Shanghai Institute Improves Conversion Efficiency of Silicon Heterojunction Solar Cells

Recently, Liu Zhengxin's team from the New Energy Technology Center of the Key Laboratory of Microsystem Technology of the Shanghai Institute of Microsystems found in the doped amorphous silicon (a-Si:H) thin film of amorphous silicon/crystalline silicon heterojunction (SHJ) solar cells. Anomalous Staebler-Wronski effect, and proved that the anomalous effect is the physical essence of using light injection to improve the photoelectric conversion efficiency of SHJ solar cells. The result was published on May 13, 2022 in Nature Energy (https://doi.org/10.1038/s41560- 022-01018-5, impact factor 60.868).

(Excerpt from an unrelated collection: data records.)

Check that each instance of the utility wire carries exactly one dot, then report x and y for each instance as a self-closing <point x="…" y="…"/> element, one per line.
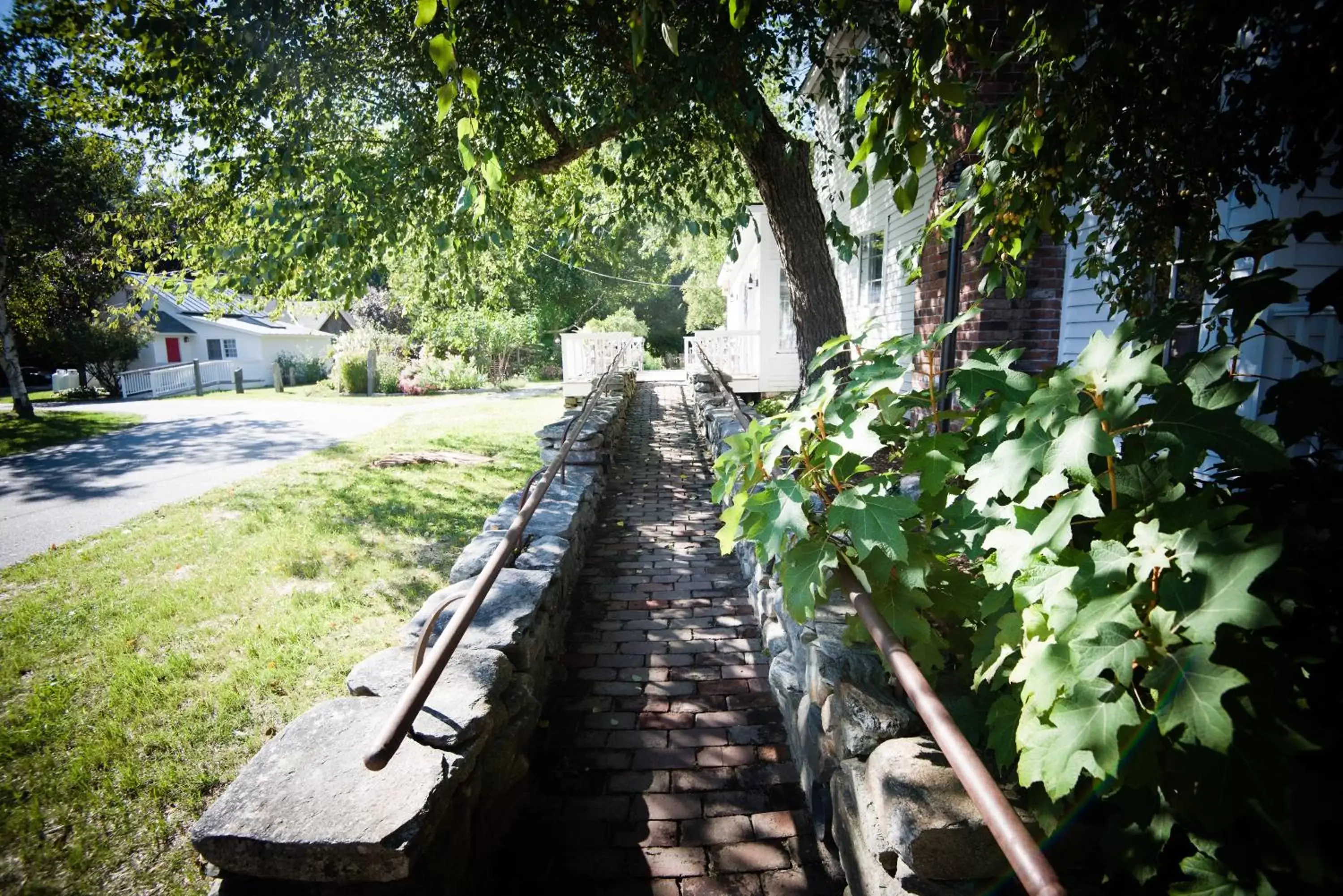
<point x="597" y="273"/>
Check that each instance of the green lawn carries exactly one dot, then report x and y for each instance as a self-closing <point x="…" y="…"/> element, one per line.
<point x="325" y="393"/>
<point x="141" y="668"/>
<point x="57" y="427"/>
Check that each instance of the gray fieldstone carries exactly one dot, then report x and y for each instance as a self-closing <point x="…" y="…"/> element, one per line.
<point x="548" y="553"/>
<point x="864" y="719"/>
<point x="511" y="619"/>
<point x="930" y="821"/>
<point x="460" y="706"/>
<point x="573" y="457"/>
<point x="475" y="557"/>
<point x="307" y="809"/>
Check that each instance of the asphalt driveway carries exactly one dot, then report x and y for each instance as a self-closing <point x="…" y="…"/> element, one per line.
<point x="182" y="449"/>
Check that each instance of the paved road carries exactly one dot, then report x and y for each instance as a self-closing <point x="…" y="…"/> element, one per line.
<point x="184" y="448"/>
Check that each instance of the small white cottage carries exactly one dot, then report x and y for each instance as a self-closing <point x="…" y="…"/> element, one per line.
<point x="188" y="328"/>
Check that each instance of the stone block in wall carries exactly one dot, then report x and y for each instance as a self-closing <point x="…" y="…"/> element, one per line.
<point x="307" y="809"/>
<point x="512" y="619"/>
<point x="927" y="817"/>
<point x="550" y="553"/>
<point x="865" y="719"/>
<point x="475" y="557"/>
<point x="465" y="703"/>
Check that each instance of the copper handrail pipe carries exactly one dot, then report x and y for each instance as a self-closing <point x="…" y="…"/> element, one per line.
<point x="1035" y="872"/>
<point x="718" y="380"/>
<point x="413" y="700"/>
<point x="1022" y="852"/>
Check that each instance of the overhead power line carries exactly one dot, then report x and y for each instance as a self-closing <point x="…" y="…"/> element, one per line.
<point x="597" y="273"/>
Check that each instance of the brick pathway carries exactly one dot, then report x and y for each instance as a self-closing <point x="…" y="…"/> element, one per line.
<point x="663" y="769"/>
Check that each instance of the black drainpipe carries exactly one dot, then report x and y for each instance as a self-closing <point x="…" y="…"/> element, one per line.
<point x="951" y="307"/>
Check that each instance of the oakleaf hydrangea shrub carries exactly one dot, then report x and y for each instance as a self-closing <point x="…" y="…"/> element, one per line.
<point x="1075" y="561"/>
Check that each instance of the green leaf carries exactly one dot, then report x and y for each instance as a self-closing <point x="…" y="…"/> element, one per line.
<point x="738" y="13"/>
<point x="804" y="577"/>
<point x="472" y="80"/>
<point x="1080" y="735"/>
<point x="1045" y="672"/>
<point x="873" y="522"/>
<point x="425" y="13"/>
<point x="775" y="514"/>
<point x="935" y="459"/>
<point x="1072" y="449"/>
<point x="907" y="191"/>
<point x="1112" y="648"/>
<point x="441" y="51"/>
<point x="981" y="132"/>
<point x="1006" y="471"/>
<point x="493" y="171"/>
<point x="1217" y="592"/>
<point x="855" y="434"/>
<point x="731" y="518"/>
<point x="1212" y="878"/>
<point x="1190" y="687"/>
<point x="1190" y="433"/>
<point x="446" y="97"/>
<point x="465" y="198"/>
<point x="860" y="192"/>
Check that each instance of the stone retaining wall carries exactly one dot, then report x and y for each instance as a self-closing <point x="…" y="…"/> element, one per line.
<point x="879" y="789"/>
<point x="305" y="816"/>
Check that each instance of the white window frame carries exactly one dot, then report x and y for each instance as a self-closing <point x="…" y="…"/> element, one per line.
<point x="787" y="332"/>
<point x="872" y="249"/>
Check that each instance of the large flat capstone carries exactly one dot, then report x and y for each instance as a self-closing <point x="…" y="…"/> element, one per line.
<point x="511" y="619"/>
<point x="307" y="809"/>
<point x="927" y="817"/>
<point x="461" y="706"/>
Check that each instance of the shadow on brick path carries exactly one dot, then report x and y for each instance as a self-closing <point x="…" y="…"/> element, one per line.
<point x="663" y="766"/>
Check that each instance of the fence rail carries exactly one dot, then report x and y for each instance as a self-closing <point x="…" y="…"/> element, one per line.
<point x="1035" y="872"/>
<point x="589" y="355"/>
<point x="175" y="379"/>
<point x="734" y="352"/>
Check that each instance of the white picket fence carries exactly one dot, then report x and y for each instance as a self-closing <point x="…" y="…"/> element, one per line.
<point x="175" y="379"/>
<point x="587" y="355"/>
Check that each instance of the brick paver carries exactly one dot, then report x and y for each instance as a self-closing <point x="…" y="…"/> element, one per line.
<point x="663" y="768"/>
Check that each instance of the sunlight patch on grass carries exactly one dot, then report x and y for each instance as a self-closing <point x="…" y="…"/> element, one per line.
<point x="144" y="667"/>
<point x="57" y="427"/>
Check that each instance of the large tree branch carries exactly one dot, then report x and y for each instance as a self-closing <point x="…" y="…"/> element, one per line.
<point x="566" y="151"/>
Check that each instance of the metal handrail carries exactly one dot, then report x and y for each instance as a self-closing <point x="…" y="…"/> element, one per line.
<point x="1035" y="872"/>
<point x="426" y="676"/>
<point x="718" y="380"/>
<point x="1021" y="849"/>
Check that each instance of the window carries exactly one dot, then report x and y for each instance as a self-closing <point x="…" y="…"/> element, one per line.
<point x="787" y="332"/>
<point x="871" y="250"/>
<point x="218" y="350"/>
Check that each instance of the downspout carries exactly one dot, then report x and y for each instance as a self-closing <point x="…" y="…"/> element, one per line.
<point x="951" y="304"/>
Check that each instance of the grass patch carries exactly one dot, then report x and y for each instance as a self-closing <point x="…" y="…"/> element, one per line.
<point x="144" y="667"/>
<point x="57" y="427"/>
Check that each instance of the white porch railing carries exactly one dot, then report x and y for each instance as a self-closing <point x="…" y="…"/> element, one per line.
<point x="735" y="352"/>
<point x="587" y="355"/>
<point x="175" y="379"/>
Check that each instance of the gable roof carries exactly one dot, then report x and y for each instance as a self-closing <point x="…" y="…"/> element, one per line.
<point x="231" y="311"/>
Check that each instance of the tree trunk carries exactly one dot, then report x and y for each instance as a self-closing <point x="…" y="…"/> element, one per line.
<point x="781" y="166"/>
<point x="10" y="347"/>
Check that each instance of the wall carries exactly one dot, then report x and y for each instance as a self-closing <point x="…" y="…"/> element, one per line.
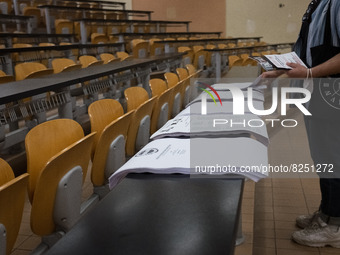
<point x="205" y="15"/>
<point x="233" y="17"/>
<point x="265" y="18"/>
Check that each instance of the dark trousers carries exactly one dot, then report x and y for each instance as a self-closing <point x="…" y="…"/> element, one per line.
<point x="324" y="142"/>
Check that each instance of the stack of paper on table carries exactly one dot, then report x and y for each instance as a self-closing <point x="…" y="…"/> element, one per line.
<point x="214" y="125"/>
<point x="197" y="156"/>
<point x="195" y="108"/>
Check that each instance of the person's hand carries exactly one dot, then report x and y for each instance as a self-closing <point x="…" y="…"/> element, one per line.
<point x="297" y="71"/>
<point x="272" y="74"/>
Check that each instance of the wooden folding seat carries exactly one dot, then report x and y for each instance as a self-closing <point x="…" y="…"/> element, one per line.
<point x="108" y="58"/>
<point x="137" y="99"/>
<point x="140" y="50"/>
<point x="111" y="126"/>
<point x="123" y="56"/>
<point x="87" y="61"/>
<point x="4" y="78"/>
<point x="64" y="65"/>
<point x="63" y="26"/>
<point x="184" y="77"/>
<point x="24" y="56"/>
<point x="113" y="29"/>
<point x="58" y="156"/>
<point x="30" y="70"/>
<point x="77" y="30"/>
<point x="235" y="61"/>
<point x="172" y="81"/>
<point x="160" y="114"/>
<point x="97" y="38"/>
<point x="98" y="29"/>
<point x="12" y="199"/>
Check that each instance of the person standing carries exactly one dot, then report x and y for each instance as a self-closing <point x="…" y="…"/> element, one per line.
<point x="318" y="45"/>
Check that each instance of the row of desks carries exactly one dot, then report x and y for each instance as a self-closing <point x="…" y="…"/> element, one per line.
<point x="160" y="214"/>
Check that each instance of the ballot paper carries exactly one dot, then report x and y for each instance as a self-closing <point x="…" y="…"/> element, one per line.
<point x="214" y="125"/>
<point x="198" y="156"/>
<point x="278" y="61"/>
<point x="195" y="108"/>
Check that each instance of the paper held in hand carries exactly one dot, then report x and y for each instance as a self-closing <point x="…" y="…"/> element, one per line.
<point x="278" y="61"/>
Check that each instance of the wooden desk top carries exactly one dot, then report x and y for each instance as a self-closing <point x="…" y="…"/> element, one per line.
<point x="149" y="214"/>
<point x="21" y="89"/>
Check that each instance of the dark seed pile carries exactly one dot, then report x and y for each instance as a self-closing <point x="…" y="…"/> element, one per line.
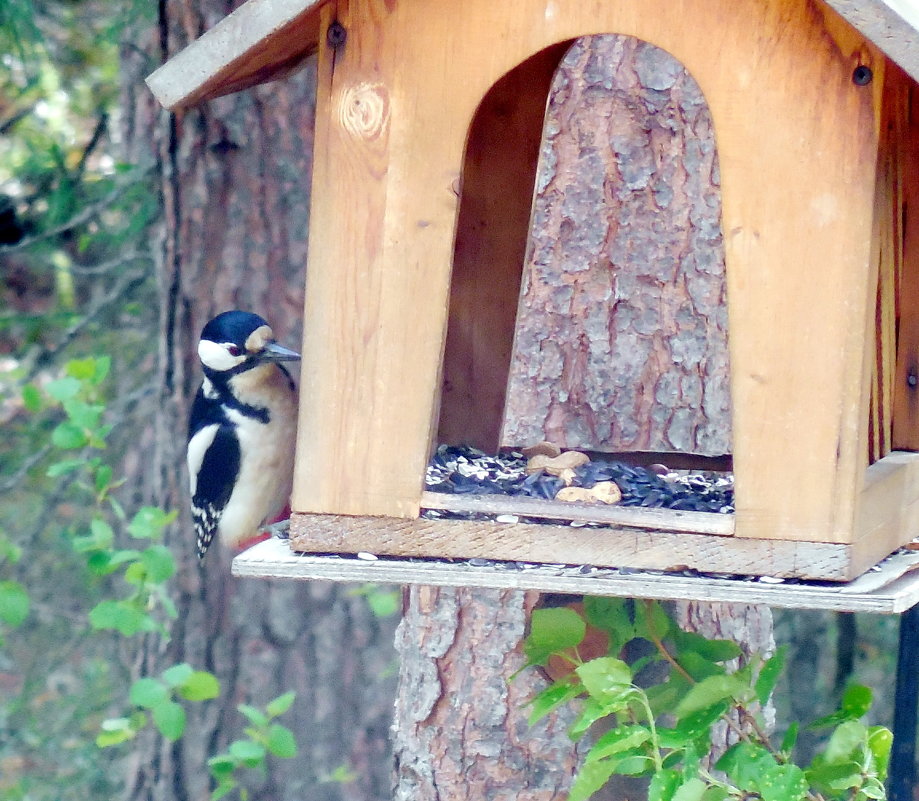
<point x="465" y="470"/>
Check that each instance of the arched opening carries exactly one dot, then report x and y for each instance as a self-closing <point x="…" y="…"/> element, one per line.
<point x="591" y="172"/>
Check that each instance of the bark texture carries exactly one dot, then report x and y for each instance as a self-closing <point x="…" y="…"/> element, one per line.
<point x="621" y="339"/>
<point x="235" y="178"/>
<point x="461" y="728"/>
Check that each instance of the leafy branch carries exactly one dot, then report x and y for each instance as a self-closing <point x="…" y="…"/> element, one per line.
<point x="662" y="730"/>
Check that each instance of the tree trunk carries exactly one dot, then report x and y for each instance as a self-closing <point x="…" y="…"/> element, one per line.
<point x="461" y="728"/>
<point x="621" y="344"/>
<point x="235" y="189"/>
<point x="621" y="341"/>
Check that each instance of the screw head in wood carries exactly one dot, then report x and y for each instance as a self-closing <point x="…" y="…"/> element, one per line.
<point x="336" y="35"/>
<point x="862" y="75"/>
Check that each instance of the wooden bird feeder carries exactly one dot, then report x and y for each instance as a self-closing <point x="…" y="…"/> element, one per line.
<point x="422" y="190"/>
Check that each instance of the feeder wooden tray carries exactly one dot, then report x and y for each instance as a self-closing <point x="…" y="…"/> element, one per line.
<point x="627" y="537"/>
<point x="890" y="588"/>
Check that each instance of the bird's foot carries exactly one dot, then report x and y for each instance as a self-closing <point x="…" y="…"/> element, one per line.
<point x="280" y="529"/>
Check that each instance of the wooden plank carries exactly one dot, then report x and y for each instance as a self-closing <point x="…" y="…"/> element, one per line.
<point x="891" y="590"/>
<point x="661" y="519"/>
<point x="263" y="40"/>
<point x="611" y="546"/>
<point x="621" y="341"/>
<point x="892" y="25"/>
<point x="906" y="387"/>
<point x="499" y="172"/>
<point x="887" y="250"/>
<point x="888" y="514"/>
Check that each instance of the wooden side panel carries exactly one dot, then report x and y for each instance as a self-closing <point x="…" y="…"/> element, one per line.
<point x="890" y="211"/>
<point x="499" y="171"/>
<point x="797" y="145"/>
<point x="906" y="386"/>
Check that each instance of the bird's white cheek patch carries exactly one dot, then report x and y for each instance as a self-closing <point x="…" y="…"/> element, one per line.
<point x="216" y="356"/>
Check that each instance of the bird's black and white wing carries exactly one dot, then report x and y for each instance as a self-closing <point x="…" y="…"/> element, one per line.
<point x="213" y="464"/>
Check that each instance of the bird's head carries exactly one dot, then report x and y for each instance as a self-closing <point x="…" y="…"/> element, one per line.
<point x="236" y="341"/>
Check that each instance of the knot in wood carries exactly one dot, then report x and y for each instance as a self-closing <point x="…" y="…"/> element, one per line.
<point x="364" y="110"/>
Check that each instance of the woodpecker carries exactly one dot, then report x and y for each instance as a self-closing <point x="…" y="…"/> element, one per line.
<point x="241" y="430"/>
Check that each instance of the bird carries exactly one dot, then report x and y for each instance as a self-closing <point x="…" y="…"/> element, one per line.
<point x="241" y="430"/>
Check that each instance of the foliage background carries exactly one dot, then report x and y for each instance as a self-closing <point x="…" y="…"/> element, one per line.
<point x="80" y="229"/>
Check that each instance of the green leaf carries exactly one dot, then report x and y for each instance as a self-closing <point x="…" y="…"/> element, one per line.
<point x="67" y="436"/>
<point x="103" y="477"/>
<point x="31" y="398"/>
<point x="63" y="388"/>
<point x="200" y="686"/>
<point x="652" y="621"/>
<point x="250" y="753"/>
<point x="384" y="603"/>
<point x="847" y="738"/>
<point x="692" y="726"/>
<point x="708" y="692"/>
<point x="148" y="693"/>
<point x="698" y="666"/>
<point x="769" y="674"/>
<point x="223" y="788"/>
<point x="691" y="790"/>
<point x="221" y="765"/>
<point x="159" y="563"/>
<point x="612" y="615"/>
<point x="114" y="732"/>
<point x="790" y="738"/>
<point x="632" y="764"/>
<point x="169" y="718"/>
<point x="82" y="414"/>
<point x="712" y="650"/>
<point x="615" y="741"/>
<point x="835" y="778"/>
<point x="856" y="701"/>
<point x="880" y="741"/>
<point x="590" y="778"/>
<point x="149" y="522"/>
<point x="63" y="467"/>
<point x="14" y="603"/>
<point x="591" y="711"/>
<point x="281" y="704"/>
<point x="744" y="763"/>
<point x="82" y="369"/>
<point x="255" y="716"/>
<point x="663" y="785"/>
<point x="783" y="783"/>
<point x="281" y="741"/>
<point x="551" y="631"/>
<point x="553" y="697"/>
<point x="178" y="674"/>
<point x="120" y="616"/>
<point x="607" y="679"/>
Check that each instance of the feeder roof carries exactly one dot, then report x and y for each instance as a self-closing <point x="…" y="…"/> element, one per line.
<point x="264" y="40"/>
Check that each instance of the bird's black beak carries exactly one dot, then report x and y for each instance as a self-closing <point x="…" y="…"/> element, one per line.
<point x="273" y="352"/>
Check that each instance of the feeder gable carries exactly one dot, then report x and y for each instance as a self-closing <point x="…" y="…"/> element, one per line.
<point x="264" y="40"/>
<point x="419" y="127"/>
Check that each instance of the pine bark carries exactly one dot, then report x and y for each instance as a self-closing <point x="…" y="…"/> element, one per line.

Light was first discovered in the laboratory in 1977 by American electrical engineer David L. Staebler and Penn State electrical engineer and professor emeritus Christopher R. Wronski will reduce the dark conductivity of a-Si:H thin films, this phenomenon was later named "Staebler-Wronski effect", this phenomenon caused great trouble to the reliability of amorphous silicon optoelectronic devices, and also affected amorphous silicon Development and utilization of thin film solar cells.

In the field of amorphous silicon, it is believed that the main form of H atoms in thin films is Si-H covalent bonds. In 2020, based on a large number of experimental data, Liu Wenzhu et al. found that the above structural model is not permanent. Combined with FTIR, SIMS, TA, Sinton Lifetime Tester, Keithley and DFT and other technical means, it is proved that there is a large amount of doping a-Si:H in the The bridging weak H atoms with a density as high as 1021 cm-3 or more will "poison" the doping efficiency of B and P atoms in the a-Si:H network. When light irradiation (optical injection) or an applied electric field (electrical injection) is used to give energy quanta greater than 0.88 eV, these weak H atoms gain enough energy and diffuse or jump in the lattice, thereby reactivating B, P atoms, B The dark conductivity of the doped p-type a-Si:H film increases significantly, which belongs to the obvious "abnormal Staebler-Wronski effect" (Fig. a). After the illumination was removed, the dark conductivity gradually decayed to the initial value before illumination (Fig. b). We found that the decay behavior of this dark conductivity can be described as a combination of Debye decay and Williams-Watts decay, the former representing free diffusion of H atoms and the latter representing H atoms hopping between chemical bonds (Figure c). By further comparing the performance parameters of solar cells, we found that the "abnormal Staebler-Wronski effect" can quantitatively describe SHJ solar cells using light injection to improve photoelectric conversion efficiency and dark-state decay. With the help of the light injection process of strong light irradiation of 60 times the standard sunlight, a high conversion efficiency of more than 25% was obtained on the industrially produced large-scale SHJ solar cells (Fig. d, e; third-party independent certification in Germany and China).

Further research found that the dark conductivity of P-doped n-type a-Si:H can be increased by more than 100 times under sunlight. Therefore, the "abnormal Staebler-Wronski effect" can be used to further study the physical mechanism and process technology to improve the photoelectric conversion efficiency of SHJ solar cells.